7 novembre 2010. « After death, what ? » se demandait Gatsby, dans sa chambre de l’hôtel Ibis, tirant sur sa cigarette et buvant une gorgée de whisky pour éluder la réponse. À Laon, dans l’Aisne – une des villes les plus tristes de France, avec sa somptueuse cathédrale et ses carillons en retard les uns sur les autres, qui vous donnent l’heure dix fois de suite, pour ne pas vous laisser ignorer comme le temps passe et comme il passe si lentement –, Peter Howard, que ses amis appelaient « Gatsby le magnifique », à cause de son faste, de sa désinvolture et de son élégance, préparait son suicide avec la minutie, l’application, le zèle des bons élèves.
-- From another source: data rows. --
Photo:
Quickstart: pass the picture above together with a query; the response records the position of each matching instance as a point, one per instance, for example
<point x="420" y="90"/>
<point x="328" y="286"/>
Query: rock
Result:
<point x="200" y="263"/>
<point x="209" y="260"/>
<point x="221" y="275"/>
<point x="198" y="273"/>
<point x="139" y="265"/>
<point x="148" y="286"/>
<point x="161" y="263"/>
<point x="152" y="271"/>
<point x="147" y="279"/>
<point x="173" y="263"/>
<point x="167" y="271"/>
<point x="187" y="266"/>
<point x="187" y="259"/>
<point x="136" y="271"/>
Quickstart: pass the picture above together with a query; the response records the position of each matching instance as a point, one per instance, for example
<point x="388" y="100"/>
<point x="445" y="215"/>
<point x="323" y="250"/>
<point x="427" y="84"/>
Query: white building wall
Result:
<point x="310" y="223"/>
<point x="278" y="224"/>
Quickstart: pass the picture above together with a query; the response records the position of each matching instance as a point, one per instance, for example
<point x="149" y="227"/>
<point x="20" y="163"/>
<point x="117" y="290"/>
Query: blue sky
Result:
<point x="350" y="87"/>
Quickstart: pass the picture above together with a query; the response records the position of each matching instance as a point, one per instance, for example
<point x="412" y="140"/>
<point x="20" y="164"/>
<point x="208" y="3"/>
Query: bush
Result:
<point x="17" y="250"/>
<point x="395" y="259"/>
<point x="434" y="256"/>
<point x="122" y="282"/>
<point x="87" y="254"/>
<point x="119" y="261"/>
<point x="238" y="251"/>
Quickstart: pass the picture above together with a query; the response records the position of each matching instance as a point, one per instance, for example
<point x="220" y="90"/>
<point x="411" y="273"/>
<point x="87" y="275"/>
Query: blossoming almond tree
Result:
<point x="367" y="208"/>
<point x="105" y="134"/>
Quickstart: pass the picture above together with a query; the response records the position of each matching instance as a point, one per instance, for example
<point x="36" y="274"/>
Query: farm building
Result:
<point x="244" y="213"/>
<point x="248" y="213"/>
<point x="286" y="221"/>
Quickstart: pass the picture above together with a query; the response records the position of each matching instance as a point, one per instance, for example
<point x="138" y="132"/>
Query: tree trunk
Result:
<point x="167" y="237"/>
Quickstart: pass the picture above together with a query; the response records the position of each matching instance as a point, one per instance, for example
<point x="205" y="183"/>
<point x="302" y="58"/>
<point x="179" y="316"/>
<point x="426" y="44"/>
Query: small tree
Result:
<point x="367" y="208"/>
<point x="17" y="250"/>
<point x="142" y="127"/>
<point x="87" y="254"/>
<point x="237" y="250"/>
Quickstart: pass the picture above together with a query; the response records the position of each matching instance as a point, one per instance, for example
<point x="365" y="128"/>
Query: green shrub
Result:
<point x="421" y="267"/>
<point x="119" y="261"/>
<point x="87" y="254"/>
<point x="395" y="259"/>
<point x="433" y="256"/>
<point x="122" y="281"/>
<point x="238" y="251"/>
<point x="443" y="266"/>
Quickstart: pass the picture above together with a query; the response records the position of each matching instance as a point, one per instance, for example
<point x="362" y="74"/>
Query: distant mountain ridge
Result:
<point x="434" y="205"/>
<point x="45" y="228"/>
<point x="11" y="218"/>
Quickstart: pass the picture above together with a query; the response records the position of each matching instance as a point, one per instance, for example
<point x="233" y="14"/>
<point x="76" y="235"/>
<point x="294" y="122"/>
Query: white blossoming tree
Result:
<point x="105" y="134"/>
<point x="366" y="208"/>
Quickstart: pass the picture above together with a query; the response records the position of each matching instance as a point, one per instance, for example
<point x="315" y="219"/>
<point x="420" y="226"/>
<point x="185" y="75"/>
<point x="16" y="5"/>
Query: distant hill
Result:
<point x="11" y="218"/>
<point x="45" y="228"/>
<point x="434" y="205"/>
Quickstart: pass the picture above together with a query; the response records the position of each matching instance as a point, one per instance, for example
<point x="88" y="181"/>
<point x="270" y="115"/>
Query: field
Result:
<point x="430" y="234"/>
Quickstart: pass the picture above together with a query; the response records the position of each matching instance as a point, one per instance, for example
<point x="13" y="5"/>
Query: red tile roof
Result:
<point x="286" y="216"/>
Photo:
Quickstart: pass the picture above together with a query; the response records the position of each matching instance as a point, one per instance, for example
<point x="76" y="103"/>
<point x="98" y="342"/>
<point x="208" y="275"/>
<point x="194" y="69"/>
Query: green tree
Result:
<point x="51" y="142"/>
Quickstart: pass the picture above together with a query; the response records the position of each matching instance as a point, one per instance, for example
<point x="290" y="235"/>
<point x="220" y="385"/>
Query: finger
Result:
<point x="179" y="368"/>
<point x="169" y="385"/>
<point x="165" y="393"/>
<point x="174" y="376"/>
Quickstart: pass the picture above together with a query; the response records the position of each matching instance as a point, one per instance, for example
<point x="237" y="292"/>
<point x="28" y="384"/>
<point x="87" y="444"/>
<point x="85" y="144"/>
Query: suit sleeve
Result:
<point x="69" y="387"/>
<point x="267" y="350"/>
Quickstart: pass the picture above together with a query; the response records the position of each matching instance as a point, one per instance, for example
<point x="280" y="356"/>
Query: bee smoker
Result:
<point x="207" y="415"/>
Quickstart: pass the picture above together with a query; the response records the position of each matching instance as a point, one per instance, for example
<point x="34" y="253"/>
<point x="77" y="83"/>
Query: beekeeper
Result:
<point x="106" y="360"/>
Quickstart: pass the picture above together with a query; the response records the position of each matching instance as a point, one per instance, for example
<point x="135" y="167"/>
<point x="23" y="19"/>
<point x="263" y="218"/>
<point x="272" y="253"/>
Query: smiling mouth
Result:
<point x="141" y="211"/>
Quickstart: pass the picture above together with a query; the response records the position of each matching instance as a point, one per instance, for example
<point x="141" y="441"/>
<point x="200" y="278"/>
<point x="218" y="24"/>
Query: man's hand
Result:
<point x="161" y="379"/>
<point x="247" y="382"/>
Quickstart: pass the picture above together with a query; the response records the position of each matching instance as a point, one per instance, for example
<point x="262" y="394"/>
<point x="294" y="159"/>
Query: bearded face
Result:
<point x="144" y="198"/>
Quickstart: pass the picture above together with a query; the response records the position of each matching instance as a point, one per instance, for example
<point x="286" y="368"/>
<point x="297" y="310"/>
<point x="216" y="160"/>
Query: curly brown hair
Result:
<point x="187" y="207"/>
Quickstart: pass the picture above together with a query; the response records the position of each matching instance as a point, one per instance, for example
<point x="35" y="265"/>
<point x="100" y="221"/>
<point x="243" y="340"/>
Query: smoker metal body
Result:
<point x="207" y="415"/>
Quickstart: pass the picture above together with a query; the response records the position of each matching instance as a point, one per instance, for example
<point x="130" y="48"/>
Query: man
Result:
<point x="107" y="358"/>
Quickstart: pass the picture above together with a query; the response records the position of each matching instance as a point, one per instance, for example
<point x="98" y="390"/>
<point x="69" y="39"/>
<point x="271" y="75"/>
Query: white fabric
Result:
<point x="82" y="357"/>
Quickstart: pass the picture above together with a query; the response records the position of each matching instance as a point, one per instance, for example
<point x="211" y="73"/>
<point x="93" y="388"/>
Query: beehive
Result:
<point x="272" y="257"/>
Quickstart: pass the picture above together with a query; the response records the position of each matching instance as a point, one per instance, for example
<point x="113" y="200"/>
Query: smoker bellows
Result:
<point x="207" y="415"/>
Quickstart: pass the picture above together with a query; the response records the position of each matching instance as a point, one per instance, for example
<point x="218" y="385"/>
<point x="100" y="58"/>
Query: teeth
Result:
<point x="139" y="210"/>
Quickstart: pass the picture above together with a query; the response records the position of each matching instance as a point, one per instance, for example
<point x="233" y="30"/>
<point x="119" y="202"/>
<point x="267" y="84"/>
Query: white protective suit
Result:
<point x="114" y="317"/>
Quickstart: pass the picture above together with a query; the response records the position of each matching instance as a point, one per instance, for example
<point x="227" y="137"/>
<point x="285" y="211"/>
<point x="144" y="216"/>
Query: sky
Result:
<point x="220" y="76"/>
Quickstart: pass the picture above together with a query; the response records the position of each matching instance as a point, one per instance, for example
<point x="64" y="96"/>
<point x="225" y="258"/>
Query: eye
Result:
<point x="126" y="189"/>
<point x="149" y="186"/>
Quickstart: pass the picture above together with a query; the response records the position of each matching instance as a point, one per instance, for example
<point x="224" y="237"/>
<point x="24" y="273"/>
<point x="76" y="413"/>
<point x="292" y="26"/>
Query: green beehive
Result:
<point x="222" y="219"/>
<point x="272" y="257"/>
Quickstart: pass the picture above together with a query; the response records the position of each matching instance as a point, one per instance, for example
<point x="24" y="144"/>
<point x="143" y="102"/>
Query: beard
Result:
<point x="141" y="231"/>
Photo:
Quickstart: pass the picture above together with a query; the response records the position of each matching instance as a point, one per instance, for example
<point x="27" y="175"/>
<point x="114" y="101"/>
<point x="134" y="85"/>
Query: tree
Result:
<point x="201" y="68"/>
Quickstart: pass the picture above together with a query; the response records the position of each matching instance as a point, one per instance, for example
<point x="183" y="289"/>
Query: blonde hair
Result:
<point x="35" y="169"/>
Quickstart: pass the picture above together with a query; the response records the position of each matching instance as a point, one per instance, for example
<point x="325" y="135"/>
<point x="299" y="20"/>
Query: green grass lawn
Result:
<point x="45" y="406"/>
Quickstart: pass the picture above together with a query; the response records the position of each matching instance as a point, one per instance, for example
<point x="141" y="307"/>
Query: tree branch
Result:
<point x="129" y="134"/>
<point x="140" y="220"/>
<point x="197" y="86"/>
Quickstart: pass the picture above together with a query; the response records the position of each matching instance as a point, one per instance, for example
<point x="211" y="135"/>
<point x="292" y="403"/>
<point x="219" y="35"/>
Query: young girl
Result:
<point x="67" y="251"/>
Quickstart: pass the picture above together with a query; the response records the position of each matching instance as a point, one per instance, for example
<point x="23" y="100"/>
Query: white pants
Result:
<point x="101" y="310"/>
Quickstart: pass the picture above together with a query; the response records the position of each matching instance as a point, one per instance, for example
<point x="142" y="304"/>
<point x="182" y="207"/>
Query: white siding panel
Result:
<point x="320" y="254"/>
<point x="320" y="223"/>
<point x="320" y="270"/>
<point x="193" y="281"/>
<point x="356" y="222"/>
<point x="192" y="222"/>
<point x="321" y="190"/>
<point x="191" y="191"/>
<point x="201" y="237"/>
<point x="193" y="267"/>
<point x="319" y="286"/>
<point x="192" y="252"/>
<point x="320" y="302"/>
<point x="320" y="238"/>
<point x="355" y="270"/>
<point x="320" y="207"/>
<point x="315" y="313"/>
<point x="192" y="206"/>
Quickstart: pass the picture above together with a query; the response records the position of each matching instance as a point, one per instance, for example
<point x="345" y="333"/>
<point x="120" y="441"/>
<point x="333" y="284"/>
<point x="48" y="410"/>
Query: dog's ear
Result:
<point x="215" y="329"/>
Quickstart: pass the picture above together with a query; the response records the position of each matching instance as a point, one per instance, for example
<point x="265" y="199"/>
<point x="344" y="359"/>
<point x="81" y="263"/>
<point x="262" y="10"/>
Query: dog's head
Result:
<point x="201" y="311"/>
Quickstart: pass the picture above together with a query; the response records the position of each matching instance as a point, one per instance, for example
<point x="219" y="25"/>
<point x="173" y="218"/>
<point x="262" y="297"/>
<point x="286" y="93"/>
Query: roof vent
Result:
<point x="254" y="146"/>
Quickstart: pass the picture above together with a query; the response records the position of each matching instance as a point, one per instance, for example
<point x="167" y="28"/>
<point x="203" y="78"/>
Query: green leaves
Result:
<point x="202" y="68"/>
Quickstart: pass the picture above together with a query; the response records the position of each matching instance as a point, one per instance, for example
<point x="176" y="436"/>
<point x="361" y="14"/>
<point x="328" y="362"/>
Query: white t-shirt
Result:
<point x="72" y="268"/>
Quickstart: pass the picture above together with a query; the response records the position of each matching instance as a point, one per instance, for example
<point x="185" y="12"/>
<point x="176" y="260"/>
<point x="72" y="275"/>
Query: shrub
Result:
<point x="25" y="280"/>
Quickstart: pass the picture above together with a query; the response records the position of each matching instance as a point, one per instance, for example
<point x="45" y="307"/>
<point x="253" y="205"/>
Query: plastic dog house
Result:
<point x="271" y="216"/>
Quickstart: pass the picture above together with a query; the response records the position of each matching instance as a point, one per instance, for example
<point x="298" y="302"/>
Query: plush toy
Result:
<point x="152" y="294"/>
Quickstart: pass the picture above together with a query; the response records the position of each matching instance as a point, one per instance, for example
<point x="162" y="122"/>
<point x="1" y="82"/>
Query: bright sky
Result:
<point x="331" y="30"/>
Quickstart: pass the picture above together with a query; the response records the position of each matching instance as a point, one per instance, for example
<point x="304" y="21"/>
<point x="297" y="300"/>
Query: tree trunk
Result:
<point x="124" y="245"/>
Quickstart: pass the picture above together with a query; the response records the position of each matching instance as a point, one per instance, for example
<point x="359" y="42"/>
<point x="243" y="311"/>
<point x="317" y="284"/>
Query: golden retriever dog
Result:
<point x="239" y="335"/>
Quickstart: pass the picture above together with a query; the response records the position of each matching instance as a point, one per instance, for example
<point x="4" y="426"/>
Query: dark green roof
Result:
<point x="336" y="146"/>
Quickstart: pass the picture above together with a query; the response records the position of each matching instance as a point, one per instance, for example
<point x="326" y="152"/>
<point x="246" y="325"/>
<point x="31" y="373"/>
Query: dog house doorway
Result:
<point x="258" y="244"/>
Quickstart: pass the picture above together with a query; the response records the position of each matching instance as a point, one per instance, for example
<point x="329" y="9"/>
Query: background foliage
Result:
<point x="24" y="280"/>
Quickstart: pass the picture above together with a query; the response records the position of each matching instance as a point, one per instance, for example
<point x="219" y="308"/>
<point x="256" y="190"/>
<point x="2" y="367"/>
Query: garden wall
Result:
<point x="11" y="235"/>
Il faisait en quelque sorte ses préparatifs de voyage. Il allait partir pour le « grand nulle part », le « grand peut-être ». Il était lui-même une légende, comme le héros de Fitzgerald. SDF des sentiments, il avait poussé la légèreté et le désenchantement jusqu’au désastre. « Tout le monde cherche, personne ne trouve », disait-il sur le ton du badinage. Dans sa jeunesse, il avait cherché vainement la « lumière verte » de Fitzgerald ou la « note bleue », the blue note des jazzmen. C’était un déçu de l’existence. Un désespéré de l’absolu. Il aurait voulu avoir des rêves incorruptibles, être emporté par une de ces passions voraces et violentes, à laquelle on se dévoue. Ses dernières chances, ses dernières espérances, il les avait mises dans la guerre, dans le romantisme des combats. Après ses études à Harvard, il avait fait la guerre du Golfe, en 1991. Et, des rêves incorruptibles de Peter-Gatsby, n’était restée que l’image de camarades écrasés, défigurés, déchiquetés sous un char, dans la chaleur brûlante du désert. Il en était revenu cassé, meurtri, la mort dans l’âme, comme on rentre de toutes les guerres, avec des radotages et des amertumes d’ancien combattant.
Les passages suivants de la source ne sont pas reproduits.